Enviada em 30/11/2020

Pode-se entender o termo alienação parental como processo e o resultado da manipulação psicológica de uma criança em mostrar medo, desrespeitos injustificados em relação ao pai ou mãe e/ou a outros membros da família. O objetivo da Lei da Alienação Parental é coibir o chamado “abandono afetivo”, a fim de evitar sequelas que podem comprometer o equilíbrio emocional dos filhos, cujos pais se separaram por conta de desentendimentos marcados por agressões recíprocas, mesmo que o divórcio não tenha sido litigioso, do ponto de vista formal.

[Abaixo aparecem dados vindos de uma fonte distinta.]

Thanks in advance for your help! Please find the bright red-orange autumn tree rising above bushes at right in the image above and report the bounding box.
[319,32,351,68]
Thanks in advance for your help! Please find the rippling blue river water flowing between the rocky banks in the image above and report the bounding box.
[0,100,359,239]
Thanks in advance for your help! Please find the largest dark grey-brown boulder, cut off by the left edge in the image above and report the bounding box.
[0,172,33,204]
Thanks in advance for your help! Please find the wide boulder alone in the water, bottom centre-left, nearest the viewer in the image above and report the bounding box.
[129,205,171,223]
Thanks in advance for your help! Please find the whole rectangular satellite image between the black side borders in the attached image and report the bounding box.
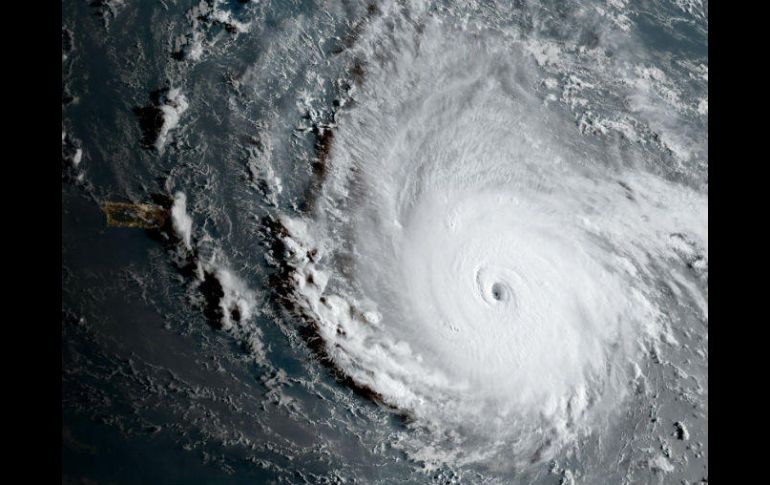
[61,0,708,485]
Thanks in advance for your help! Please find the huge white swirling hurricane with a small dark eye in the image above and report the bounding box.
[282,6,707,463]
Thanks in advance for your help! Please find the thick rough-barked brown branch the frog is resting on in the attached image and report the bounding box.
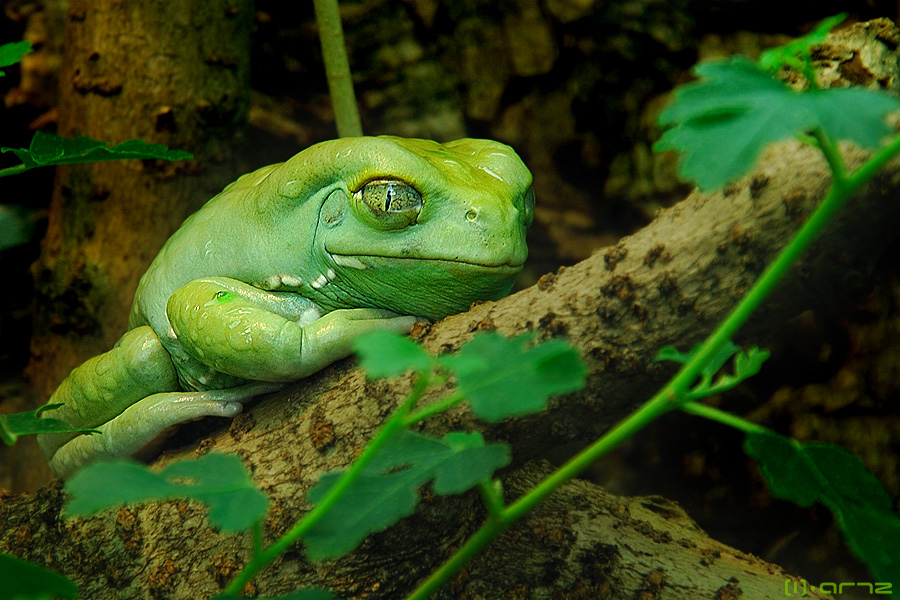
[0,22,900,599]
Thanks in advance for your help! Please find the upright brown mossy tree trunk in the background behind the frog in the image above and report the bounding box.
[8,0,253,489]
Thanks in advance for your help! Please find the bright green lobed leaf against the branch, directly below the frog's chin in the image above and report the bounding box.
[440,333,587,422]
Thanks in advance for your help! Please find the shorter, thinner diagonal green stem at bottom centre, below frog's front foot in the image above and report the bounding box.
[224,372,431,596]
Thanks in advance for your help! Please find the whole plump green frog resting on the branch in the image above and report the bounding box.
[39,137,534,477]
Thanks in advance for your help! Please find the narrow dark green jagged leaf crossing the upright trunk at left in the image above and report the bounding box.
[0,131,193,169]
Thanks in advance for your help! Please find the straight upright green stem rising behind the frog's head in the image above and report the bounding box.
[315,0,362,137]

No Brasil, em cerca de 90% dos divórcios, a guarda dos filhos fica com a mãe. Ocorre que, durante o encontro com os mesmos, com base no chamado “direito de visitação”, muitas vezes, o pai faz duras críticas ao comportamento da mãe. E, no meio da semana, a mãe, por sua vez, promove uma difamação contra o pai, Com isso, os filhos perdem as referências e vão se tornando inseguros. Com a passagem do tempo, eles tendem a se tornar desconfiados e inseguros com qualquer pessoa que tenta se aproximar.

Saindo dos contos, é possível notar na sociedade atual o quão persistente é este problema. É necessário que o Poder Executivo ratifique esta lei, por meio de fiscalização em processos da guarda de um indivíduo e da orientação de uma psicopedagoga ao infanto-juvenil, para que assim se identifique a alienação parental e haja as consequências aos pais que estejam a praticando.

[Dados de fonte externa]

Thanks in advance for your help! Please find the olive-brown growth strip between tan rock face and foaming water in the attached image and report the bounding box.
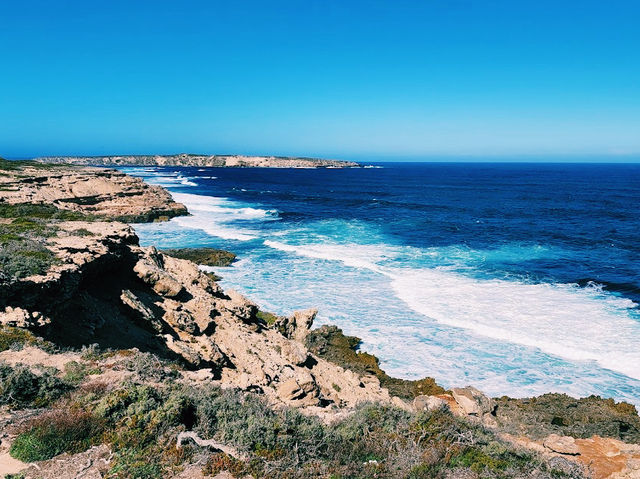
[306,326,445,399]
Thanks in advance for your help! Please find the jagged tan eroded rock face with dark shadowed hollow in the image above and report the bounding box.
[0,222,391,410]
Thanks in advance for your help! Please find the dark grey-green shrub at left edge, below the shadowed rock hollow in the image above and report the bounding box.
[0,363,71,408]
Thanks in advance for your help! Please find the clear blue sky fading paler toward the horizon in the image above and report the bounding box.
[0,0,640,161]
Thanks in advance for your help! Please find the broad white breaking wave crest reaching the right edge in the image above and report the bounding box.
[264,240,640,379]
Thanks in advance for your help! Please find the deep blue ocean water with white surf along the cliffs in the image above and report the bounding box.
[123,163,640,405]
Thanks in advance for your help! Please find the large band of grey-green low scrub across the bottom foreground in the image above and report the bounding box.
[0,338,583,479]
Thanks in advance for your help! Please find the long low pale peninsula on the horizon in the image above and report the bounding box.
[35,153,360,168]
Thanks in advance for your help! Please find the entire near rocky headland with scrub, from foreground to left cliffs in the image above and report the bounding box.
[0,158,640,479]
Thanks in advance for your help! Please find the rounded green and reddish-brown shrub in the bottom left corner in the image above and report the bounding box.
[9,410,103,462]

Além disso, também existe uma necessidade que as Escolas orientem os pais em processo de separação, quando se é notório a mudança de comportamento do estudante, mediante reuniões com os respectivos responsáveis, mostrando a alteração do desempenho da criança ou adolescente e informando os pais a necessidade de colocar o sentimento do filho em prioridade, com o fim de que a alienação parental não aconteça.